I read an internet article on what people regret as they lay dying. The most common theme is -Live life that is true to the self, not other people’s expectations. That’s it.

Wondering what this could mean for anyone living in this manner, I see two opposites. One is freedom of exploring life fully and becoming more natural and fulfilled. The opposite is a selfish boor, who takes from others rather than giving. And that leads me to what I would say of my regret – not giving more to others.

My career took off when I spent more time helping others than trying to earn more for myself and family. The income race is more an ego thing than a practical question of affordability. I can certainly say I was in that race, but one day, I became fascinated in changing things for the better, helping others become more of the who they could be.

There was no day in particular, or date, that I am aware of making this change. It just happened. Years later I could see that I was happy doing the work. I slowly became aware that this type of work actually made me happy.

The best advice an older person can give a younger, is – Find work you love to do, and you won’t work another day in your life.

That advice is very true in my case. The only problem is I didn’t know any of this when I was doing it. It was not a conscious thing. Years later I realized the truth of it all. It was fun, fascinating and personally rewarding to help others. The focus was not on me. I could lose myself in the work. That neutralized the ego thing, or at least a lot of it.

Most of us understand the truths involved here. Most of us do not live our lives in this manner. Those who do are happier and more accomplished than others. But a person can come to the truth and live it eventually if they truly want it. In a society erected on conspicuous consumption, the task is much more difficult. And yes, I loved cars, houses, clothes, watches and shoes. If I had the time and the money, I indulged in these things.

Today I don’t care if the sweatpants I love to wear have holes in the cuffs.
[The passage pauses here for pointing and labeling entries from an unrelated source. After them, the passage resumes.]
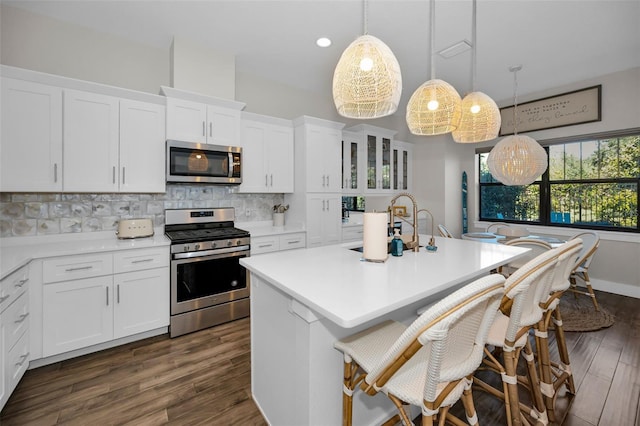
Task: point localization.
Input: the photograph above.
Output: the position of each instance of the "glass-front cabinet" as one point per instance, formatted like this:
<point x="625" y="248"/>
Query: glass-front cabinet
<point x="377" y="159"/>
<point x="401" y="166"/>
<point x="352" y="153"/>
I will wear these into public spaces in spite of the tacky appearance. Why? Because it really doesn’t matter what others think of me. I know me. I know my worth. I am satisfied that things have turned out well regardless of what I have.

What I have becomes less important as the days tick toward the final end. We don’t know when that will happen, but the longer the time span, the happiness is even greater. God, I wish I had known this years before!

Time to share that with others when it will do the most good!